The gains of 2019 were phenomenal in light of the many headwinds facing investors heading into, and throughout, the year:
- Geopolitical uncertainty
- A Global trade conflict
- A Global economic slowdown
- Worsening domestic business profits
- Weak fourth quarter U.S. company outlooks
- Lethargic business investment (despite the promises of the 2017 Tax Cuts and Jobs Act)
- Historically low unemployment that has been stymied by a lack of qualified, skilled workers
The performance of 2019 makes little sense given the noise in the background. How are equity markets setting records with slowing profits, weakening company guidance, and seemingly continuous dour global economic news?
The answer is likely that we are late in the business cycle and, with each year of the market setting new records, the Fear of Missing Out (FOMO) becomes increasingly high. With global interest rates at historic lows, pensions and retirees can’t rely on the safety of fixed income to meet their portfolio return requirements. When rates on “safe” securities are ultra-low, investors feel compelled to take on greater risk to get an acceptable return on their money. They “reach for yield” to avoid missing out on the gains investors are seeing everywhere else.

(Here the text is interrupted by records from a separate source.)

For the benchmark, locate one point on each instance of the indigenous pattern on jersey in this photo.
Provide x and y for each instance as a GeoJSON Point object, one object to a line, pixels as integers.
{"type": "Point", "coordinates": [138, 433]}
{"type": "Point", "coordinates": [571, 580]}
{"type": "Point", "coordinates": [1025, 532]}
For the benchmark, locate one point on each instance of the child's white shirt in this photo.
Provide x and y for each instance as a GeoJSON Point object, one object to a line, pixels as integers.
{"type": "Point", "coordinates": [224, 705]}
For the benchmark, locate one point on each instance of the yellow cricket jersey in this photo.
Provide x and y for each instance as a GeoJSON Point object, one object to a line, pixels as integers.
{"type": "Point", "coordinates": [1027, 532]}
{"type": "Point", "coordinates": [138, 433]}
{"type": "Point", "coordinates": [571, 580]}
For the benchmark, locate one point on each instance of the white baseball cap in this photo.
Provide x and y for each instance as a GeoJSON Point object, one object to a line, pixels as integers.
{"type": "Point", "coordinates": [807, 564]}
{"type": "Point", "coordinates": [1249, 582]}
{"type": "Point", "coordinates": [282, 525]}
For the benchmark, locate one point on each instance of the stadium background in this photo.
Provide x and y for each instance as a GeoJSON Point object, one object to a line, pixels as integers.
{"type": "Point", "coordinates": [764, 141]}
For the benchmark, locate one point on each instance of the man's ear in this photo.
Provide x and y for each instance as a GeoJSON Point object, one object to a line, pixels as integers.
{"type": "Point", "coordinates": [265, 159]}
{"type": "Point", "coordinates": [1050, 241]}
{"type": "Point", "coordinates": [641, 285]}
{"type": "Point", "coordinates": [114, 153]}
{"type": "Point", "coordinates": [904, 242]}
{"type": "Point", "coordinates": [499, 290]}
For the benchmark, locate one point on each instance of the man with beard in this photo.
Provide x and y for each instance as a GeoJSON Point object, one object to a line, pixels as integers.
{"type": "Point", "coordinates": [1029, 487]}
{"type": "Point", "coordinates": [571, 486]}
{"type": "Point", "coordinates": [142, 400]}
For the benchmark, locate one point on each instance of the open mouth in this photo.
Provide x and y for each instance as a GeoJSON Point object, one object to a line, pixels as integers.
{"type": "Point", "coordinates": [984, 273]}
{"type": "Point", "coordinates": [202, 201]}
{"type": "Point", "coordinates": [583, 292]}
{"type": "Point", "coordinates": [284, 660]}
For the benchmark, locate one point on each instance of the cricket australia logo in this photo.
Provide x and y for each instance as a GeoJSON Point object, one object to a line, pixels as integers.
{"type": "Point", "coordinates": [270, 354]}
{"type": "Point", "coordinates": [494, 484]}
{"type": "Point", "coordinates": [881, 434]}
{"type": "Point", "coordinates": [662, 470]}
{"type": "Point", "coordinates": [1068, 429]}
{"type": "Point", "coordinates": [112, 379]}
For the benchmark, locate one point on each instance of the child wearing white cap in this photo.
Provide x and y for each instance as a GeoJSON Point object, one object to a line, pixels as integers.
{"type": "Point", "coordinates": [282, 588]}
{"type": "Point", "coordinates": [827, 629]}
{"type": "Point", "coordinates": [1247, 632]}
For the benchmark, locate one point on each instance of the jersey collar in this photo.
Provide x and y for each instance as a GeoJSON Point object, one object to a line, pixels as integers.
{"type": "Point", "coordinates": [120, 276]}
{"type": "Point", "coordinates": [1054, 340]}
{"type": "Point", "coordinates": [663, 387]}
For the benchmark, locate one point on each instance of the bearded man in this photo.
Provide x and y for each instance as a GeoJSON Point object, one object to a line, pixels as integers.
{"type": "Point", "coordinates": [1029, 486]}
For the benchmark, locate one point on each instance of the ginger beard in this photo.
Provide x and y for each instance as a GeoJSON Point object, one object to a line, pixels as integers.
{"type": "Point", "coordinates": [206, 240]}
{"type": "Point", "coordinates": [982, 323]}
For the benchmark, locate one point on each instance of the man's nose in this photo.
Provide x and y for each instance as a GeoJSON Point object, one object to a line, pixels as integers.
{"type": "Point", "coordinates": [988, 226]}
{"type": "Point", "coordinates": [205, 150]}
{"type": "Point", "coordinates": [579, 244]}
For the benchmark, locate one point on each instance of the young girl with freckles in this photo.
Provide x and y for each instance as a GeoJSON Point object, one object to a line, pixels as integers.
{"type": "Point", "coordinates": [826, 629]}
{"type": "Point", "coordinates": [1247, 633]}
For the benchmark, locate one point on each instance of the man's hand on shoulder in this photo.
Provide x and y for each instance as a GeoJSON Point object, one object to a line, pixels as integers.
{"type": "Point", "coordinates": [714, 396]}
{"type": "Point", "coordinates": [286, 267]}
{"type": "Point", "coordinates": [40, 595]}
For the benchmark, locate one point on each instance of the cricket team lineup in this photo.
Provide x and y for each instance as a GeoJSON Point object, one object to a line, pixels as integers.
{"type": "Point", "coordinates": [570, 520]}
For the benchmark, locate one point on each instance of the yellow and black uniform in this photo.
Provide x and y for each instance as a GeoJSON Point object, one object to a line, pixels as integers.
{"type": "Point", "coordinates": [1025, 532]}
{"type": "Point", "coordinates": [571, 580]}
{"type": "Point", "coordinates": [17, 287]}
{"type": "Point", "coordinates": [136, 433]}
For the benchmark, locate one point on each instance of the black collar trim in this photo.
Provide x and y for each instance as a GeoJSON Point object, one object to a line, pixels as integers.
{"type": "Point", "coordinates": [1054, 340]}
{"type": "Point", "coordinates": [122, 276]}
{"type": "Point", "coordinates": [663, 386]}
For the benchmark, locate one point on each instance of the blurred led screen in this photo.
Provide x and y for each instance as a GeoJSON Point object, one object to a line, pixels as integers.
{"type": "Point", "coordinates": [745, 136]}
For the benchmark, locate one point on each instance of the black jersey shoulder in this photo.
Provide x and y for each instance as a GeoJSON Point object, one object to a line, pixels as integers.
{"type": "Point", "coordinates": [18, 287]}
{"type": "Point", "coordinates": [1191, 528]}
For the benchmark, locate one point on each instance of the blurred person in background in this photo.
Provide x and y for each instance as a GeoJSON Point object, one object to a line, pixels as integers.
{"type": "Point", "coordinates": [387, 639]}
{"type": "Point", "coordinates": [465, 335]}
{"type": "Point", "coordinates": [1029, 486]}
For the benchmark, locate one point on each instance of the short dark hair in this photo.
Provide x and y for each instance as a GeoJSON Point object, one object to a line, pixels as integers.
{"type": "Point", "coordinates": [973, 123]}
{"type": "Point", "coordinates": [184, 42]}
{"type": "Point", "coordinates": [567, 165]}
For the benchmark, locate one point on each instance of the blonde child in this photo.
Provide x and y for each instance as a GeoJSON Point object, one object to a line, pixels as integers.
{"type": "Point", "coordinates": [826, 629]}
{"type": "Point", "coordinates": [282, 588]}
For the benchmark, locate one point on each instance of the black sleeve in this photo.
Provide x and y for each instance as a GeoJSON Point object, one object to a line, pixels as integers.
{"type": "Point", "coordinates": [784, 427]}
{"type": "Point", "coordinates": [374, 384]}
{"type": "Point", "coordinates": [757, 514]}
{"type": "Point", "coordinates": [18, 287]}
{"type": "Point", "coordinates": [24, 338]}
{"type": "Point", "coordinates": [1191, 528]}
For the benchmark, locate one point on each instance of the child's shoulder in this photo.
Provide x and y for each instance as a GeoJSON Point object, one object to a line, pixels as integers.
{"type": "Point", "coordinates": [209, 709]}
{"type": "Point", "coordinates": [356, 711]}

Stable economies sow the seeds of their own destruction
– Hyman Minsky
Hyman Minsky was an American economist and professor of economics at Washington University in St. Louis. Minsky was also a distinguished scholar at the Levy Economics institute of Bard College where he was responsible for establishing two of the Institute’s ongoing research programs: Monetary Policy and Financial Structure, and The State of the U.S. and World Economies. His research attempted to explain the characteristics of financial crises, which he attributed to swings in a potentially fragile financial system.
Minsky proposed theories which linked financial market fragility, in the normal life cycle of an economy, with speculative investment bubbles. His theory stated that in prosperous times, when company cash flow rises beyond what is needed to pay down debt, a speculative euphoria develops, and soon thereafter debts exceed what borrowers can pay off from their normal income. This, in turn, leads to a financial crisis.
Minsky divided the economic cycle into three distinct phases based on how businesses (investors) seek financing/debt. In the first phase, “Hedge Financing,” firms take on a small amount of debt where they have no trouble making both capital and interest payments. The companies rely on future cashflow and healthy profits to repay all their obligations. In the second phase, “speculative financing,” the borrowing is a bit riskier. Borrowers stretch their finances until they can really only afford to pay the interest on their debt. They have cashflow to pay the interest, but they have to roll over the debt to repay the principal. This is manageable as long as the economy functions smoothly, but a downturn could lead to distress. The third phase, “Ponzi Financing,” is the most speculative and dangerous. Borrowers do not have cashflow to cover principal or interest and the prices have to rise to support their liabilities. If prices fail to rise, borrowers are left swimming naked. Said simply, when economies feel stable, overconfident investors begin to take excessive risks that lead the economy to instability. These principles were highly applicable to the 2008 Financial crisis, and also to the Dot-com speculation and crash at the turn of the century.
How does this apply to today? While I don’t believe we are at a point of our Minsky Moment, I do see pockets of excess. These include the Venture Capital and Private Equity subsidies which I mentioned in my last note, a return of covenant-lite loans to support the influx of investments into Private Equity, and a seeming glut of student loan debt which could lead to problems when the government is forced to foot the bill. But the concept of “economic stability itself breeds instability” is not limited to businesses and borrowing. Everyday consumers fall into this trap. My wife would say that it can lead to questionable decisions in romantic relationships. I would also add that it can lead politicians to make destabilizing decisions.
I continue to believe that we are not on as sound economic footing as the market rise would indicate.